Much of the county's growth during this period can be attributed to a significant rise in cotton cultivation in the area. In 1880 only about 6,900 acres had been planted in cotton, but the acreage devoted to the crop rose steadily; by 1890, when almost 21,000 acres in the county was planted in cotton, it had already become Hamilton County's most important crop; by 1900, cotton cultivation had spread to almost 47,500 acres of county land. The production of other crops, especially wheat and corn, also grew significantly between 1880 and 1900. Almost 15,000 acres was planted in wheat, and almost 29,000 in corn, by 1900. Cattle and sheep ranching in the area also expanded. There were almost 28,000 cattle in the county in 1890, and about 27,000 in 1900; there were more than 81,500 sheep in 1890, and more than 68,000 in 1900. Poultry production also became an important part of the local economy during this period. By 1900, there were almost 74,000 chickens on Hamilton County farms. The cotton boom continued after 1900 and reached its peak in 1910, when more than 79,000 acres in the county was devoted to the crop.
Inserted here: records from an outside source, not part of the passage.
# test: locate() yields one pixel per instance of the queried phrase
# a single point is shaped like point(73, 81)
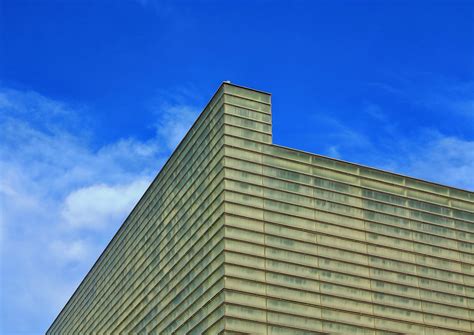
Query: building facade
point(238, 235)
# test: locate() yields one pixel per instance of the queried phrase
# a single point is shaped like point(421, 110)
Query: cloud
point(443, 159)
point(175, 122)
point(62, 198)
point(425, 153)
point(97, 205)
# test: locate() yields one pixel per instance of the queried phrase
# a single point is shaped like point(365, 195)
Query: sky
point(95, 95)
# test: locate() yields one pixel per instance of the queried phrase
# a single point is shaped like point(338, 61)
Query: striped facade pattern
point(238, 235)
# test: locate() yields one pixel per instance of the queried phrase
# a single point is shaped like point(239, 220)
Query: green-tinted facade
point(239, 235)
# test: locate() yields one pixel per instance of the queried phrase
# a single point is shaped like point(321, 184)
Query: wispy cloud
point(62, 198)
point(425, 153)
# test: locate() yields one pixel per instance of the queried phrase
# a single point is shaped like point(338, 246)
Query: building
point(238, 235)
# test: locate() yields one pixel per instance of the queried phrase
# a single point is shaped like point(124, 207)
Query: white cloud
point(175, 122)
point(96, 206)
point(62, 198)
point(443, 159)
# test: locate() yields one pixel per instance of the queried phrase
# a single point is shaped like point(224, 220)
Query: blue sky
point(94, 96)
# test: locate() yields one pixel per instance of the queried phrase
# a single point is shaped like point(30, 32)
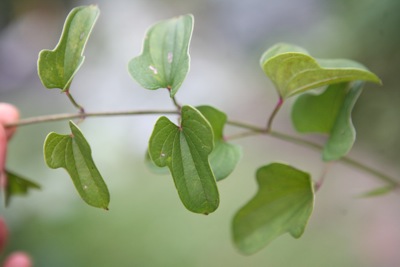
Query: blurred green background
point(147, 225)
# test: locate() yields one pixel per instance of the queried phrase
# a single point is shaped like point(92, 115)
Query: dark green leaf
point(283, 203)
point(185, 149)
point(57, 68)
point(72, 152)
point(17, 185)
point(164, 61)
point(293, 71)
point(153, 167)
point(225, 156)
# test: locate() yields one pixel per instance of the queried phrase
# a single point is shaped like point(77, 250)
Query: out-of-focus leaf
point(57, 68)
point(313, 113)
point(17, 185)
point(283, 203)
point(293, 70)
point(185, 149)
point(225, 156)
point(72, 152)
point(165, 59)
point(343, 134)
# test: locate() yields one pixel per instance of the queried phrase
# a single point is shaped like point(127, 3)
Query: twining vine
point(196, 152)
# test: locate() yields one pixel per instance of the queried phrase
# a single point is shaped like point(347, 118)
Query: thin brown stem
point(317, 147)
point(73, 101)
point(67, 116)
point(252, 130)
point(273, 114)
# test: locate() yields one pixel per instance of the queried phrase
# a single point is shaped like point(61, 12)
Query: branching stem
point(273, 114)
point(73, 101)
point(252, 130)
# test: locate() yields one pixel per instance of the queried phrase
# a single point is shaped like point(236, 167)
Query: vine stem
point(273, 114)
point(67, 116)
point(255, 130)
point(73, 101)
point(252, 130)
The economic development of the county was further encouraged in 1907, when the county gained two new rail connections. That year the Stephenville, North and South Texas Railway connected Hamilton with Stephenville, and the St. Louis Southwestern Railway of Texas connected Hamilton with Comanche. By 1910 there were 2,237 farms in the county, and the population had grown to 15,315. Though cotton production continued to expand, other parts of the economy declined significantly in the early years of the twentieth century. By 1910 only 1,051 acres was devoted to wheat, and only 17,127 to corn; meanwhile, the number of sheep in the county declined to about 13,000, and the number of cattle dropped to about 19,500.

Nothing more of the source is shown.